Skip to main content

5.2.7 Vision Language Model

Feature Introduction

This chapter introduces how to use Vision-Language Models (VLM) to complete image understanding and text generation tasks. Using SmolVLM as an example, the model has the capability of image input and natural language output, supporting local offline inference.

Clone Repository

git clone https://gitee.com/bianbu/spacemit-demo.git
cd spacemit_demo/examples/NLP

Install Dependencies

Install Model and Ollama Tools

sudo apt install spacemit-ollama-toolkit

Verify installation:

ollama list

The final output NAME ID SIZE MODIFIED indicates successful installation.

Verify version (ensure version 0.0.8 or above):

sudo apt show spacemit-ollama-toolkit

Confirm the version is 0.0.8 or above to support the vision-language model SmolVLM.

Download and prepare SmolVLM model files:

wget https://archive.spacemit.com/spacemit-ai/gguf/mmproj-SmolVLM-256M-Instruct-Q8_0.gguf
wget https://archive.spacemit.com/spacemit-ai/gguf/SmolVLM-256M-Instruct-f16.gguf
wget https://archive.spacemit.com/spacemit-ai/modelfile/smolvlm.modelfile
ollama create smolvlm:256m -f smolvlm.modelfile

⚠️ If you need to change models, please modify the modelfile file content accordingly.

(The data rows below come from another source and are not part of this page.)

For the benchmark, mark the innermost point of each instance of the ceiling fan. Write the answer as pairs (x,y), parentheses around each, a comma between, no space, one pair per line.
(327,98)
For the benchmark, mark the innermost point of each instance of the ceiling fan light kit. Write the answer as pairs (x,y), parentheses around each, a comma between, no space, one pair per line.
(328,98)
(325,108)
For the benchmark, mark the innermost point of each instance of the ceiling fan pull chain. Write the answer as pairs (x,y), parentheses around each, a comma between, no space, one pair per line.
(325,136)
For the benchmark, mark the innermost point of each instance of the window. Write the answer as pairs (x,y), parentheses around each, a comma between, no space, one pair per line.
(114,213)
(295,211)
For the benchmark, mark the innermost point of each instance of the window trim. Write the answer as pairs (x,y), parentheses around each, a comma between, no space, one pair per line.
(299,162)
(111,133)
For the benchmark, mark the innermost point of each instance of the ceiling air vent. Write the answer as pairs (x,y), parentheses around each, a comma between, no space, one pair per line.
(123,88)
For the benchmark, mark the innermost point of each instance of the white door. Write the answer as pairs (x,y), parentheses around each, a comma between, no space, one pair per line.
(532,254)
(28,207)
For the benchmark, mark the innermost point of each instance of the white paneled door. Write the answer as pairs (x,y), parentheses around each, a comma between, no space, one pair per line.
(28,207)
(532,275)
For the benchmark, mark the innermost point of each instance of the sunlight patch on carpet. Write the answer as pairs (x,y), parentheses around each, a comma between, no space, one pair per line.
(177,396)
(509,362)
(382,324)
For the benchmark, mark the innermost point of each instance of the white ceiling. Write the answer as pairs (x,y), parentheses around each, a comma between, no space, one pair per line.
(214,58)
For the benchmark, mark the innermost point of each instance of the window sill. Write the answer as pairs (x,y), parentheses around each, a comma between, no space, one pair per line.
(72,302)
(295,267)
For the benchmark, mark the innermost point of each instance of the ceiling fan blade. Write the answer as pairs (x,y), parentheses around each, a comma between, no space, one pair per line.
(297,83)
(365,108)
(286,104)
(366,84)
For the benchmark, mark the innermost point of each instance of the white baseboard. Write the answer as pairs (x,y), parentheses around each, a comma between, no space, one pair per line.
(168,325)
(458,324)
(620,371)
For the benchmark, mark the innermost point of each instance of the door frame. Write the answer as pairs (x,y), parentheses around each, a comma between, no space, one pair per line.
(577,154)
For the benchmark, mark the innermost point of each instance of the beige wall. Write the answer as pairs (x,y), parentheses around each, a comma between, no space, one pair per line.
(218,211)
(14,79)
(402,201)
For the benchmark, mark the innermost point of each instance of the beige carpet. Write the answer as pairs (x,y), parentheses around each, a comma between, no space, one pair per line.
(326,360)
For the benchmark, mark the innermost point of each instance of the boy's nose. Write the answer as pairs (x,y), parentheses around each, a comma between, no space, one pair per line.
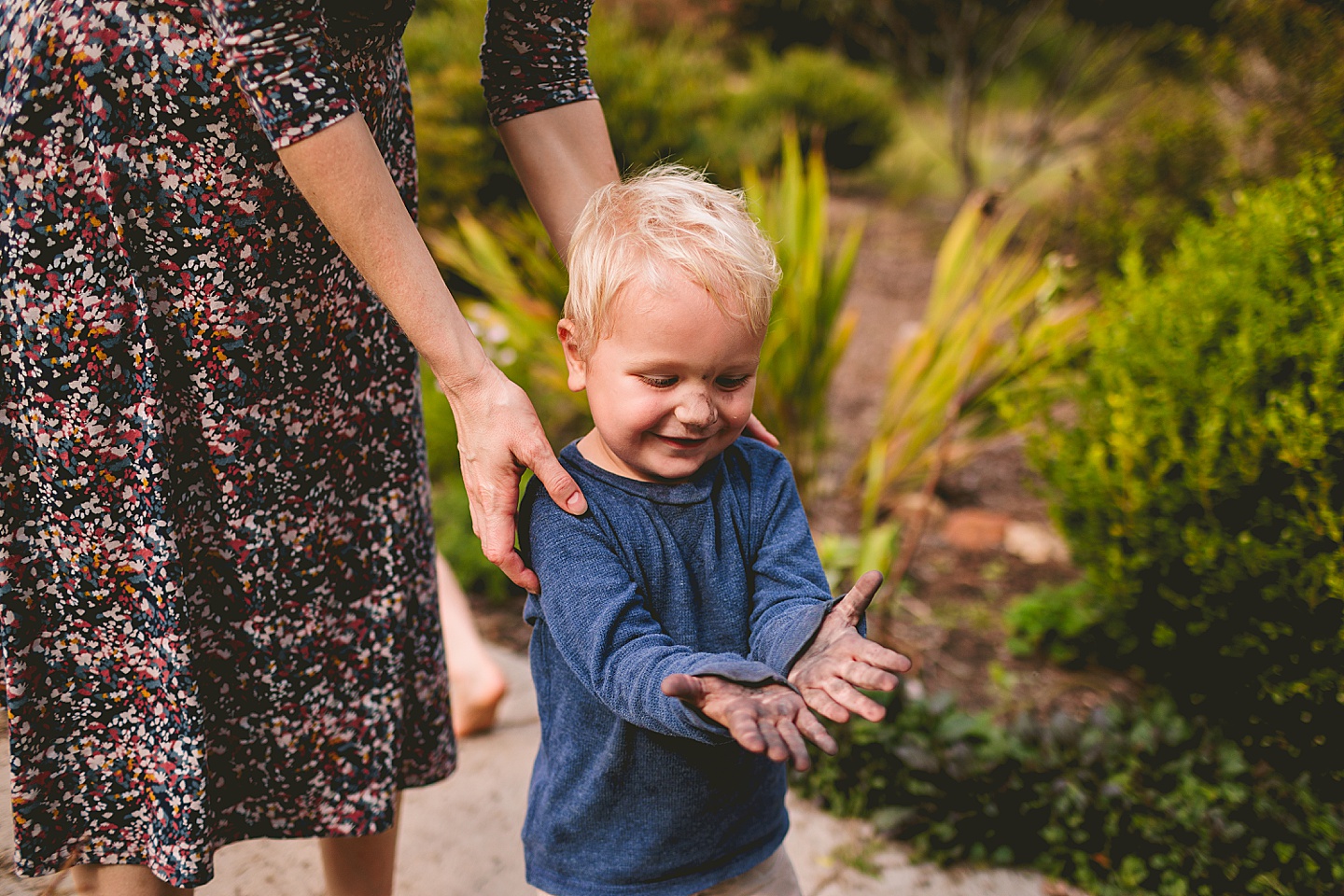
(696,412)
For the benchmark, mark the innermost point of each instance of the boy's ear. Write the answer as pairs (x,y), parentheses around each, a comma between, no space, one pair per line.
(570,343)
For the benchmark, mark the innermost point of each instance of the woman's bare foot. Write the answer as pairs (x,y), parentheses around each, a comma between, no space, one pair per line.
(476,682)
(476,696)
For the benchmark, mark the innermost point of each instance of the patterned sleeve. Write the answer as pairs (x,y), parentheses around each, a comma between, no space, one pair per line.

Install Python Environment Dependencies

sudo apt install python3-venv python3-pip

python3 -m venv .venv
source .venv/bin/activate

pip install -r requirements.txt

Execute Inference Task

Run the following command to execute vision-language model inference on local images:

python 08_vision_demo.py --image=bus.jpg --stream=True --prompt="describe this image"

The model will output natural language description results based on the input image bus.jpg and text prompt describe this image.